HTML — HyperText Markup Language
Status: 🟩 COMPLETE Last updated: 2026-06-20 Plain-English tagline: The language web pages are written in — it describes what’s on the page and how it’s structured, not how it looks.
In plain English
HTML is a markup language. That means it doesn’t do things the way a programming language does — it just describes things. Specifically, it describes the structure and content of a web page: this is a heading, this is a paragraph, this is a list, this is a link, this is an image.
If a web page were a magazine article, HTML would be the equivalent of writing it with editorial markup — “this line is the headline, this is a sub-heading, this is body text, this is a quote, this is a photo caption.” The browser’s job is to read that markup and turn it into something humans can look at.

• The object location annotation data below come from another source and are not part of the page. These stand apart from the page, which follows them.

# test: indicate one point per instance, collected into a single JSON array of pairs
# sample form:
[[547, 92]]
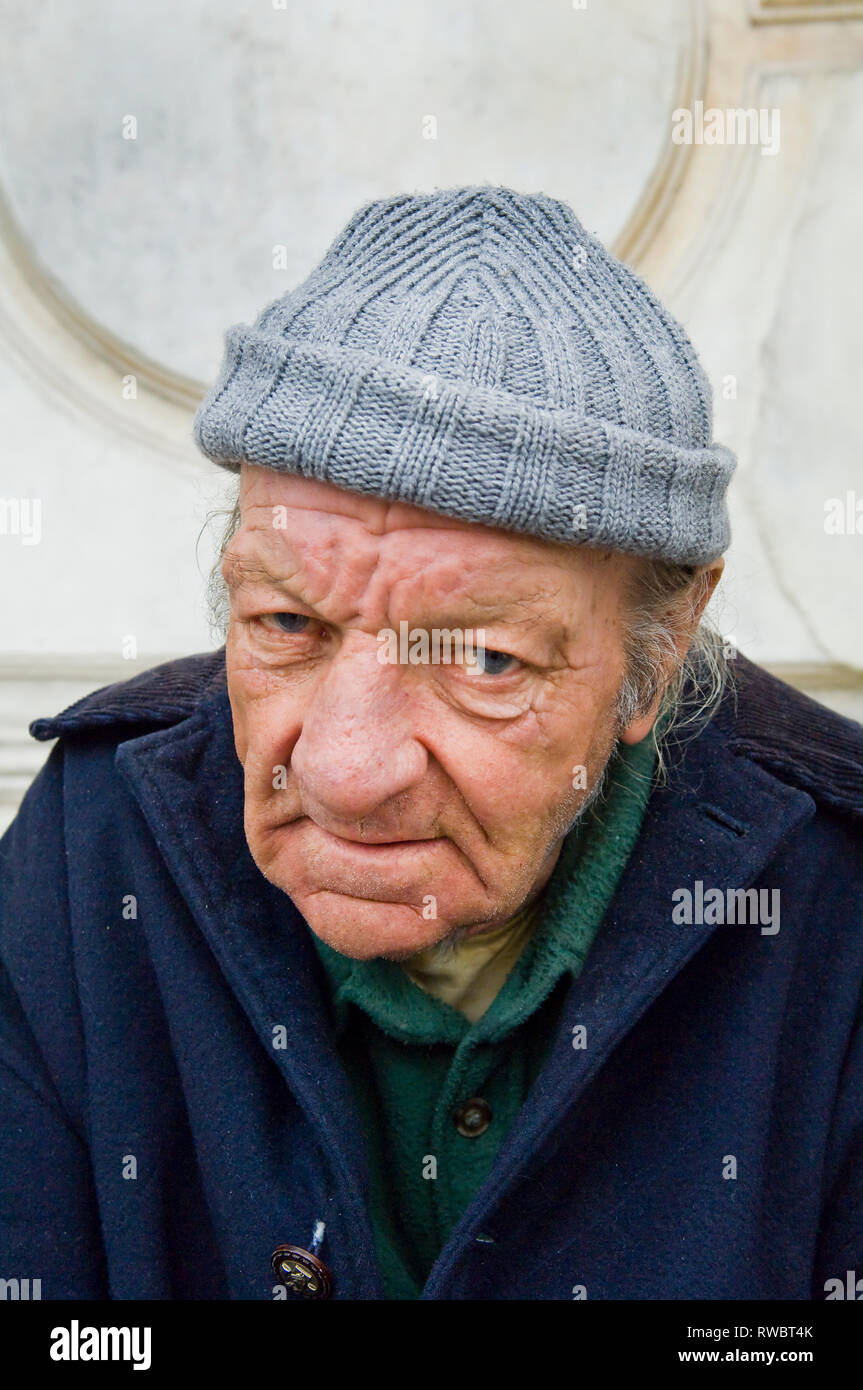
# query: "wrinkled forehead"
[[303, 528]]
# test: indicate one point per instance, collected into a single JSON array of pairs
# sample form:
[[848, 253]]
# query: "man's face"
[[400, 804]]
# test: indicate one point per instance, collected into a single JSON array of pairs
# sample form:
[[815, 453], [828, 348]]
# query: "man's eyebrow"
[[245, 571]]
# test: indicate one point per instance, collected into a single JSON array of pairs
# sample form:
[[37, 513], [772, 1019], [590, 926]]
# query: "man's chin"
[[364, 929]]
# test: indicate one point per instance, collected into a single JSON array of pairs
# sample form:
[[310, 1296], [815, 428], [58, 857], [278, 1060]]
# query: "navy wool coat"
[[705, 1143]]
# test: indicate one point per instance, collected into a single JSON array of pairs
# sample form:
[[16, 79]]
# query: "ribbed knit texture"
[[478, 353]]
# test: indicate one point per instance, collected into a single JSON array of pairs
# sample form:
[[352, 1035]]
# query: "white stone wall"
[[166, 170]]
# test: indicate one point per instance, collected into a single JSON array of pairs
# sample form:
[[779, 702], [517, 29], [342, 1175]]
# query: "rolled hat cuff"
[[466, 451]]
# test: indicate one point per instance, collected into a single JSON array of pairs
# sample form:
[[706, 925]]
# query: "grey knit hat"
[[475, 352]]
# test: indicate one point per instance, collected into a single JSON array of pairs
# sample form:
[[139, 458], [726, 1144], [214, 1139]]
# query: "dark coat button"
[[473, 1116], [302, 1272]]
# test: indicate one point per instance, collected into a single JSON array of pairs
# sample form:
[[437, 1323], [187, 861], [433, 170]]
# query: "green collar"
[[574, 902]]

HTML was invented by Tim Berners-Lee in 1989–1993 at CERN, originally as a way for scientists to share documents. It is one of three core languages of the web, alongside CSS (which controls how things look) and JavaScript (which makes things interactive). HTML alone gives you the structure; the other two add the visual style and the behaviour.
The current version is HTML5, which is a living standard maintained by the WHATWG. It is updated continuously, so there is no longer a “version number” like HTML 4 or HTML 5.1 — there is just “HTML.”
Why it matters
HTML is the substrate of the web. Every website you’ve ever visited — Wikipedia, Google, your bank, this encyclopedia rendered in a markdown viewer — ultimately becomes HTML before it reaches a browser. Frameworks like React and Next.js eventually compile down to HTML for the browser to render.
Understanding HTML matters because:
- Semantics affect accessibility and SEO. Using
<button>vs<div onclick=...>is the difference between a screen reader announcing “button, submit” and announcing nothing at all. Using<h1>correctly is how Google’s crawler understands what your page is about. - It’s the lowest layer where you can actually look. When something looks broken, opening DevTools and reading the rendered HTML is the most reliable debugging move.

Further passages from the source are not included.